With all due respect to Western Europe, nothing exciting happened until I arrived in Bratislava on Halloween. After sitting on a sweaty bus from Central Barcelona to the airport at Girona (a bus ride which cost more than my ticket to B-Slav, I’ll have you know), I arrived in Bratislava in freezing cold weather. My first thought was, “What sort of faulty synapse led me to think this was a good idea?” but when I saw the overabundance of fur-clad locals piling into a sturdy, utilitarian socialist Hungarian-built bus from the 1970s, I knew that yes, this is exactly where I wanted to be at 23. This is so my life. If you’re so interested, read on.

Thursday, October 15, 2009

Les Aventures Rorientales

I am in Moldova, and the you know what they say about the best way to live it up in the beautiful city of Chisinau: sit in the basement of your hostel and condense 7 months of travel into a blog to make things all the more manageable for you and your friends, which is far less intrusive and attention-demanding than a mass e-mail.

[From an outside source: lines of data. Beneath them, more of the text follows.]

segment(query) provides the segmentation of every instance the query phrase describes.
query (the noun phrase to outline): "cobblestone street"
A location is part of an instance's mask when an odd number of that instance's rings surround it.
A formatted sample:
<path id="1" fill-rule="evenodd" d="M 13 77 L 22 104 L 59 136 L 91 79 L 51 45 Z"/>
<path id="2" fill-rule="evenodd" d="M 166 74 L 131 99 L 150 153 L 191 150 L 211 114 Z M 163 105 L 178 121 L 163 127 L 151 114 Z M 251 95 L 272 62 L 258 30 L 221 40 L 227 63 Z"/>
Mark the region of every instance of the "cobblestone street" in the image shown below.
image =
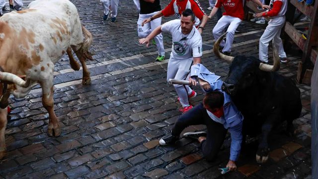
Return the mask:
<path id="1" fill-rule="evenodd" d="M 23 8 L 30 1 L 25 1 Z M 255 159 L 257 140 L 249 139 L 237 163 L 238 170 L 222 175 L 218 169 L 229 161 L 229 137 L 212 163 L 202 158 L 196 141 L 181 138 L 174 146 L 159 145 L 181 114 L 176 93 L 166 79 L 171 36 L 162 34 L 166 60 L 155 62 L 156 46 L 138 43 L 133 0 L 120 0 L 116 22 L 102 20 L 99 0 L 71 1 L 93 35 L 94 60 L 87 61 L 91 85 L 81 85 L 81 69 L 72 69 L 67 55 L 56 64 L 54 108 L 62 129 L 58 137 L 47 135 L 49 115 L 39 85 L 25 98 L 11 98 L 7 152 L 0 161 L 0 179 L 312 178 L 310 86 L 297 85 L 303 109 L 294 121 L 296 136 L 288 137 L 285 126 L 276 131 L 270 159 L 262 165 Z M 161 8 L 168 2 L 160 0 Z M 208 7 L 208 0 L 200 2 L 205 9 Z M 174 18 L 163 17 L 162 23 Z M 215 17 L 209 21 L 202 34 L 202 64 L 224 80 L 229 65 L 212 50 L 216 22 Z M 259 39 L 266 26 L 243 21 L 235 36 L 234 55 L 258 58 Z M 286 52 L 291 62 L 282 64 L 279 73 L 295 79 L 301 54 Z M 194 89 L 199 95 L 192 102 L 196 104 L 203 95 L 199 87 Z M 203 129 L 204 126 L 192 126 L 184 132 Z"/>

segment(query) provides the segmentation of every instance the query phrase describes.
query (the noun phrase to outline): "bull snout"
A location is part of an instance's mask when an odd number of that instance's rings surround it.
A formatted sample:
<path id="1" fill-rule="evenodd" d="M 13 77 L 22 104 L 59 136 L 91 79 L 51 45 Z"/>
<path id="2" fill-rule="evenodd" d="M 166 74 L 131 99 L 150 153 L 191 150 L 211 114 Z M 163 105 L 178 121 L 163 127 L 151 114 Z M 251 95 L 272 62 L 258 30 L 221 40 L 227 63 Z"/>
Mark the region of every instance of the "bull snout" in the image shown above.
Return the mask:
<path id="1" fill-rule="evenodd" d="M 235 94 L 235 86 L 232 83 L 224 82 L 222 85 L 222 90 L 230 95 Z"/>

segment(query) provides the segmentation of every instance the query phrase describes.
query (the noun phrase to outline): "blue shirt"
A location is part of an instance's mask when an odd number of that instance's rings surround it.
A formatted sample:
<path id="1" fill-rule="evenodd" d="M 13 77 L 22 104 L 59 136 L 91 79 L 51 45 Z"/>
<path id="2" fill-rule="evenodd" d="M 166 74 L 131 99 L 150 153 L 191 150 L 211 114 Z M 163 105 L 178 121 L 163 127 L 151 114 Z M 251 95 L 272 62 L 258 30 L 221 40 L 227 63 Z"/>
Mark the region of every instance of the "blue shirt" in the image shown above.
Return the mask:
<path id="1" fill-rule="evenodd" d="M 223 93 L 224 95 L 224 103 L 223 104 L 224 115 L 220 118 L 221 121 L 214 120 L 222 123 L 226 129 L 229 129 L 232 139 L 230 160 L 237 161 L 239 155 L 243 139 L 242 135 L 242 127 L 244 119 L 243 115 L 232 102 L 231 97 L 222 90 L 221 87 L 223 84 L 223 82 L 221 80 L 220 76 L 215 75 L 214 73 L 210 72 L 205 67 L 200 64 L 192 66 L 191 76 L 197 76 L 197 78 L 210 84 L 210 90 L 206 90 L 202 89 L 205 92 L 218 90 Z M 207 111 L 208 113 L 209 112 Z M 211 116 L 210 115 L 209 116 Z"/>

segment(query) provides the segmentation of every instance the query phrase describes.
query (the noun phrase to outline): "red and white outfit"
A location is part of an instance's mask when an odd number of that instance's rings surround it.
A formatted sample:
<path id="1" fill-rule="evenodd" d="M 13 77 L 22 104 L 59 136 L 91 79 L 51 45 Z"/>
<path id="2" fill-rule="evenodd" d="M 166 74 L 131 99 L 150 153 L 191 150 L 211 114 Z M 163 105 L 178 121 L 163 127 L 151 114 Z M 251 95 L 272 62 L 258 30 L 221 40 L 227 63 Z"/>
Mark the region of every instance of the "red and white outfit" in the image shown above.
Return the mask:
<path id="1" fill-rule="evenodd" d="M 162 11 L 162 15 L 167 17 L 175 14 L 178 19 L 181 18 L 182 12 L 186 9 L 190 9 L 195 16 L 195 23 L 196 27 L 200 23 L 200 20 L 203 18 L 205 13 L 200 5 L 198 0 L 172 0 Z"/>
<path id="2" fill-rule="evenodd" d="M 234 39 L 235 30 L 244 18 L 244 0 L 217 0 L 215 6 L 221 8 L 221 5 L 224 8 L 225 12 L 213 28 L 213 36 L 215 39 L 218 39 L 223 33 L 225 27 L 230 24 L 227 30 L 226 42 L 223 40 L 220 44 L 221 47 L 224 47 L 222 50 L 223 52 L 230 52 Z"/>
<path id="3" fill-rule="evenodd" d="M 263 13 L 263 16 L 268 16 L 271 19 L 268 22 L 264 33 L 259 39 L 259 60 L 268 62 L 268 44 L 273 40 L 274 44 L 278 50 L 278 55 L 281 58 L 286 58 L 284 51 L 283 42 L 280 38 L 280 32 L 284 26 L 286 17 L 285 14 L 287 10 L 287 0 L 271 0 L 270 5 L 273 8 Z"/>

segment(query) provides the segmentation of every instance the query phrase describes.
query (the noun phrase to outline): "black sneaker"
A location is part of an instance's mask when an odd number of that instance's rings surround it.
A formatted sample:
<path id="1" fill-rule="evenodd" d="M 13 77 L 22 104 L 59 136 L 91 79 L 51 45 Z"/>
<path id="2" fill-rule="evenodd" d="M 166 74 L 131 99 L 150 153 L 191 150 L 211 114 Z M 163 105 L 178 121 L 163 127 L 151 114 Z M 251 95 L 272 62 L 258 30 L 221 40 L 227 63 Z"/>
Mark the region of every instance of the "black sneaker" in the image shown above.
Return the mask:
<path id="1" fill-rule="evenodd" d="M 232 55 L 232 53 L 231 53 L 230 52 L 222 52 L 222 53 L 225 55 L 227 55 L 227 56 L 231 56 Z"/>
<path id="2" fill-rule="evenodd" d="M 177 137 L 169 134 L 160 139 L 159 144 L 160 145 L 172 144 L 174 144 L 177 140 L 178 140 Z"/>
<path id="3" fill-rule="evenodd" d="M 10 12 L 14 10 L 14 7 L 13 6 L 13 5 L 9 4 L 9 6 L 10 6 Z"/>
<path id="4" fill-rule="evenodd" d="M 194 140 L 198 140 L 200 137 L 206 137 L 207 133 L 205 131 L 189 132 L 183 134 L 183 137 L 188 137 Z"/>
<path id="5" fill-rule="evenodd" d="M 10 10 L 10 8 L 8 8 L 8 7 L 6 7 L 5 6 L 5 5 L 4 5 L 4 6 L 3 6 L 3 7 L 2 7 L 2 10 L 4 10 L 4 11 L 9 11 L 9 10 Z"/>
<path id="6" fill-rule="evenodd" d="M 289 59 L 287 58 L 280 58 L 279 57 L 279 60 L 280 61 L 280 63 L 286 63 L 289 62 Z"/>

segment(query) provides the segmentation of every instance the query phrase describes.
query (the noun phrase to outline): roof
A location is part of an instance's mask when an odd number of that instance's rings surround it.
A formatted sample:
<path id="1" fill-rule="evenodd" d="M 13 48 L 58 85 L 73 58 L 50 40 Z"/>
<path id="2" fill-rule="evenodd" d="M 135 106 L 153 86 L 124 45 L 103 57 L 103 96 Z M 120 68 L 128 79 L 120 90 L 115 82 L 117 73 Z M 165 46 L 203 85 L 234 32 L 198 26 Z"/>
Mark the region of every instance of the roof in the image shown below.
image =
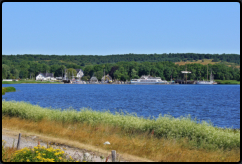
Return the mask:
<path id="1" fill-rule="evenodd" d="M 76 70 L 76 72 L 78 73 L 80 70 L 83 72 L 83 70 L 82 69 L 75 69 Z"/>
<path id="2" fill-rule="evenodd" d="M 42 74 L 45 77 L 54 77 L 54 74 L 53 73 L 41 73 L 40 72 L 39 74 Z"/>
<path id="3" fill-rule="evenodd" d="M 97 78 L 95 76 L 93 76 L 90 81 L 98 81 Z"/>

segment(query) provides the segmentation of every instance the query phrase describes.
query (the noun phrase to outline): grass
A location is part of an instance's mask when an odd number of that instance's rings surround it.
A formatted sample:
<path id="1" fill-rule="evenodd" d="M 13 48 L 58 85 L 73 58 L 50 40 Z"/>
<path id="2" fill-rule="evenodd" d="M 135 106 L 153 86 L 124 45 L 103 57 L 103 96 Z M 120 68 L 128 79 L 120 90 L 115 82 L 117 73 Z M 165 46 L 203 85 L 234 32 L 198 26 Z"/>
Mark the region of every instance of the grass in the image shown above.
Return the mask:
<path id="1" fill-rule="evenodd" d="M 215 80 L 218 84 L 240 84 L 237 80 Z"/>
<path id="2" fill-rule="evenodd" d="M 14 87 L 2 87 L 2 95 L 5 95 L 6 92 L 15 92 L 16 89 Z"/>
<path id="3" fill-rule="evenodd" d="M 6 141 L 2 140 L 3 162 L 80 162 L 68 156 L 63 150 L 51 146 L 45 148 L 37 145 L 34 148 L 25 147 L 17 150 L 14 147 L 5 147 L 5 144 Z"/>
<path id="4" fill-rule="evenodd" d="M 90 109 L 64 111 L 2 101 L 2 127 L 65 138 L 154 161 L 239 161 L 240 130 L 189 117 L 144 119 Z M 109 141 L 111 145 L 103 145 Z"/>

It's so true! It's actually April, 2010, but I had to find a way to change the date. You know frustrating backdating paperwork can be. So if you're curious to find out how I got to Moldova, you can continue reading. Otherwise, it's really not that interesting. I'll shall christen this inaugural posting with the start of an email from November 5, 2009:


Before you even bother with this, here are some key points to note before continuing:
1. To understand the context of every e-mail I will send, and everything you will hear, please refer to entry # 120 on www.stuffwhitepeoplelike.com. In fact, please read #s 19, 20, 47, and 115. I mean, let's face it: I spent the past 5 years reading Marx, Said and Smith. Someone had to do it. I deserve this. Furthermore, after reading these entries, you basically no longer need to read any e-mail I send because everything that will happen to me is covered in those 5 entries.
2. My biggest fears are, in order: having my organs stolen; losing my iPod; losing my camera; being stabbed by a Roma; and not checking to see if there is enough toilet paper until it is too late. In retrospect, if one of these happens, I can assure you that all four will happen at the same time, so if any of you have an eye on one of my plump kidneys, you will probably be able to buy it in Moldova (Afterthoughts: I feel as though now you have to read on because if I am in Moldova now, it's very possibly I'm kidney-shopping).
3. Let's just address the elephant in the room: the world was designed for middle class native English-speakers. When people can't speak English, I'm naturally frustrated and offended. This always ends well.
4. You can unsubscribe at any time.

So, get involved! (Or heed my warnings. Whichever works.)